Two years on, the "castle of grime" might be a more appropriate description as a thick layer of crud has accumulated on the hulking megastructure, which is now in desperate need of a mop and bucket of gigantic proportions, reported LTV's Rita Panorama morning news show Thursday.
The Ministry of Culture (KM) has just announced a tender in which the State expressed its willingness to pay for the building to be cleaned at a cost of up to €110,000 euros a time. The building was originally intended to be cleaned every six months.
The total area to be washed, including the roof and the windows, is around 20,000 square meters, which equates to an awful lot of chamois action.

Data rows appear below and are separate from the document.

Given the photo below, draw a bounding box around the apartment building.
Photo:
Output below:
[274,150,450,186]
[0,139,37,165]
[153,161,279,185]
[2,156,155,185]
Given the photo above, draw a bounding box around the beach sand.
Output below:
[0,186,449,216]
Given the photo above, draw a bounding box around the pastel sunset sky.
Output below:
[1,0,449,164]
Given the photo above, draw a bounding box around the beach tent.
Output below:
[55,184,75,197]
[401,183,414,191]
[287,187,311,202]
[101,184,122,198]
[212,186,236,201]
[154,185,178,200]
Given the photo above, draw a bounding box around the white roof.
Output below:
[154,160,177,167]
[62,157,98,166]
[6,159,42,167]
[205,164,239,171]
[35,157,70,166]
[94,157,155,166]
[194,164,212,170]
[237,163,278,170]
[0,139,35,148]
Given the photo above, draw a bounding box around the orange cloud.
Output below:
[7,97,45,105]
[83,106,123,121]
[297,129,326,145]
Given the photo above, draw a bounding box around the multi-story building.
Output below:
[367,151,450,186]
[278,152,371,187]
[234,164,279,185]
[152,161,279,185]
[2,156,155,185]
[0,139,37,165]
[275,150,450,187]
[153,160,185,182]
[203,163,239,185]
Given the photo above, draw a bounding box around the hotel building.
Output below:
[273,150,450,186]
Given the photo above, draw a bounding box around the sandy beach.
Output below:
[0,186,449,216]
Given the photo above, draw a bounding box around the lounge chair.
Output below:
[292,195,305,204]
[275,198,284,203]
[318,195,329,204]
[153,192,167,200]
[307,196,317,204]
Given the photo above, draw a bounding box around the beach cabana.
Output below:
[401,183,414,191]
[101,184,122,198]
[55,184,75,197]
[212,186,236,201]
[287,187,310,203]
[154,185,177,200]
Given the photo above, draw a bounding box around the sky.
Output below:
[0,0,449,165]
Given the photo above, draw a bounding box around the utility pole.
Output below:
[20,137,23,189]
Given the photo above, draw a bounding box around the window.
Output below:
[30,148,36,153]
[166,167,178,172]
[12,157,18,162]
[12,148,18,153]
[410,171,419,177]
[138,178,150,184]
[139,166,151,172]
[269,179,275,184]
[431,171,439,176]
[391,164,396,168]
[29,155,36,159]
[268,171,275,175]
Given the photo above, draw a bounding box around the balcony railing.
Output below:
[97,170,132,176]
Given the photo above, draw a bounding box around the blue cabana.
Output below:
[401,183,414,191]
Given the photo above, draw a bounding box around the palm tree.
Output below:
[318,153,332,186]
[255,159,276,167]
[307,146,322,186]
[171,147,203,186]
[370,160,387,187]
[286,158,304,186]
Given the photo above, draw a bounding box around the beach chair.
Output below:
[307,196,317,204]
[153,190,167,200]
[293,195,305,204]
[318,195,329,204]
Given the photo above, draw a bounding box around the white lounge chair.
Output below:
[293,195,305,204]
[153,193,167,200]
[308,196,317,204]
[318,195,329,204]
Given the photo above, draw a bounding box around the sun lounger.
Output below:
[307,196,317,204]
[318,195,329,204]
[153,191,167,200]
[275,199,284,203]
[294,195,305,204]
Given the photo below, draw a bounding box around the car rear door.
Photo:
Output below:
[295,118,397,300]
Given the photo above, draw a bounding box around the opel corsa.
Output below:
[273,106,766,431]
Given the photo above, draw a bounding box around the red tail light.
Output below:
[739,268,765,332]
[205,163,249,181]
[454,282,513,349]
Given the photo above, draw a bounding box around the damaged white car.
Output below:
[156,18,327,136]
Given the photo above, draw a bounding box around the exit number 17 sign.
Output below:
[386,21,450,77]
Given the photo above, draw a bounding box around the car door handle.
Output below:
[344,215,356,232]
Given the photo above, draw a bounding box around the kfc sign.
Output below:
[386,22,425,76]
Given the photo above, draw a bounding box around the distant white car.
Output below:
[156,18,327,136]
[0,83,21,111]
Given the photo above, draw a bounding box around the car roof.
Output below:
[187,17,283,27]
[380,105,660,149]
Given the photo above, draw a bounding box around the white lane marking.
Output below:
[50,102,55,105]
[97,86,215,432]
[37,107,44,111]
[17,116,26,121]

The irregular facade of the building complicates the task, requiring hydraulic lifts for the sides and daredevil climbers for the Alpine-style roof.
The Ministry said €110,000 euros is determined as the maximum amount, but expects to pay less as the contract will be awarded to whoever puts in the lowest bid.
Meanwhile, industrial mountaineering expert Janis Prižavoits, who himself has often been on the roof of the Castle of Light, estimates that cleaning costs will be high, up to €90,000 euros.
Frosted roof tiles and the particular type of treated glass used in construction of the triangular landmark further complicate matters, Prižavoits pointed out.
But his main concern is for safety, saying that no thought at all seems to have been given to how to clean the building during the design process.
"The building does not have proper safety measures in place to enable climbing. There are places where no thought has been given about it. Therefore, it is a somewhat complicated process to move around," said Prižavoits.
To accomplish this work within a month would require 10 to 15 qualified alpinists. Putting more people onto the roof would be impossible because of the weakness of mooring points available, he estimated.
Even then there would be a danger that the mountaineers walking on the roof could cause damage, he admitted.
At the moment no one can say how soon it will be before the Castle of Light will again be washed - the Ministry hopes it can be done every two years, but in the expert climber's view dirt will again be visible within six months even if special dirt-repelling chemicals are used.